Toasted Sesame Chicken and Vegetable Stir-Fry

This is a favorite in our house. It's super quick, easy and healthy!

Ingredients
Assorted veggies
1 lb. chicken breast, cut into small pieces
1/2 bottle Kikkoman Toasted Sesame Quick & Easy Marinade
1 tbsp. sesame oil (you can substitute another oil, but sesame oil gives the chicken extra flavor)
1 1/2 cup rice (any type)

Directions
  1. Marinate chicken pieces in marinade (enough to coat them) at least 1/2 hour, but I usually marinate overnight.
  2. Saute marinated chicken in sesame oil until cooked through, which should only take a few minutes. Remove chicken and cover to keep warm.
  3. Heat another tablespoon of oil (any kind) in skillet, add a few tablespoons of water with the vegetables cover and steam to desired tenderness.
  4. Add chicken back to the vegetables and coat with remaining sauce (provided). Remove from heat.
  5. Place mixture over rice and enjoy!

Notes: I marinated the chicken in the sauce before freezing them. Also, the Kikkoman Toasted Sesame Marinade is pretty hard to find. I checked Hannaford, Price Chopper and SuperWalmart, but didn't have any luck until I checked at Shaw's. Also, this sauce is extremely versatile and tastes fantastic on salmon, steak and in turkey burgers!

Monday, May 4, 2009

Cheese Enchiladas with Mole Sauce


Serves 8

2 Tablespoons oil
2 medium onions, chopped – about 2 cups
2 cloves of garlic, minced
¼ cup chili powder
2 Tablespoons brown sugar
¾ teasp cinnamon
1 15oz can diced tomatoes (pureed would work too for a smoother sauce)
2 cups water
3 Tablespoons cocoa powder
3 Tablespoons peanut butter

16 oz Monterey Jack Cheese, shredded
16 8-inch tortillas

To make sauce, sauté onions in oil until soft and golden – about 12 mins over medium heat. Add garlic, chili powders, sugar and cinnamon and cook for about a minute. Add tomatoes, water, cocoa, and peanut butter. Simmer over low heat for 15 minutes. Salt and pepper to taste.

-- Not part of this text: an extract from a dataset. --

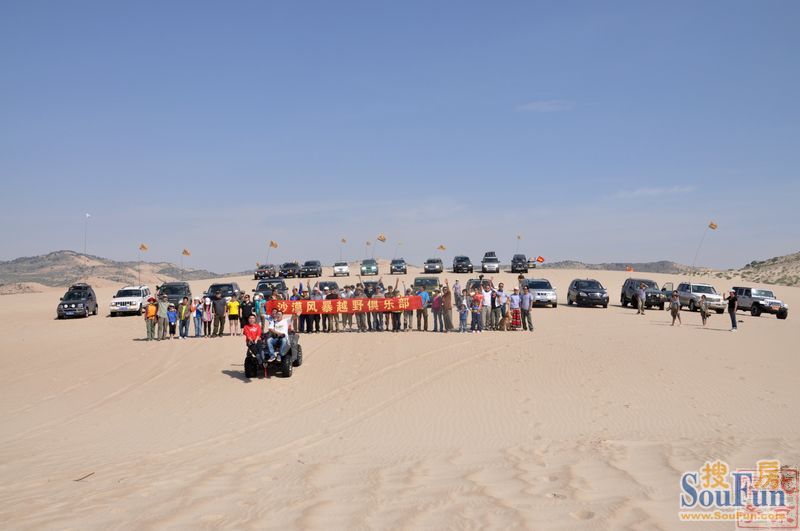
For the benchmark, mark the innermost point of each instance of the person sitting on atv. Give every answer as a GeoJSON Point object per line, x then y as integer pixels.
{"type": "Point", "coordinates": [252, 330]}
{"type": "Point", "coordinates": [279, 330]}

You will need two 9x13 pans. Preheat oven to 350’. Pour about a cup of mole into the bottom of each 9x13 pan. Take a tortilla and place 2 ½ Tablespoons of cheese along the center of the tortilla. Roll up and place seam side down in pan. Reserve about 2/3 cup of cheese. Repeat with remaining tortillas, placing 8 enchiladas in each pan. Cover with remaining sauce. Sprinkle 1/3 cup of cheese across each set of enchiladas.

Bake 20 minutes or until sauce is bubbly and cheese melts.

Indian Vegetable Curry

This is my own recipe, inspired by wonderful restaurant dishes I've had.

1 medium onion, chopped
12 oz slice mushrooms
1 cup cauliflower (frozen is okay but fresh is better)
1 bag fresh spinach
1 15 oz can diced tomatoes
1 15 oz can garbanzo beans
1/2 cup raisins
1/2 cup cashew pieces
1/4 cup fresh cilantro leaves
1 teaspoon cinnamon
2 tablespoons vegetable oil
1 - 2 tablespoons Patak's Mild Curry Paste (from Shaw's)

In a large saute pan, heat oil over medium high heat. Add onions and mushrooms and cook until onions begin to caramelize. Add cauliflower, spinach, cinnamon, beans and tomatoes and cook until spinach begins to wilt, about 5 minutes. Add raisins, cashews and curry paste (1 tbsp is mild, 2 is medium, etc.). Cook, stirring often, on medium low heat for about 10 minutes. Stir in cilantro. Serve with rice.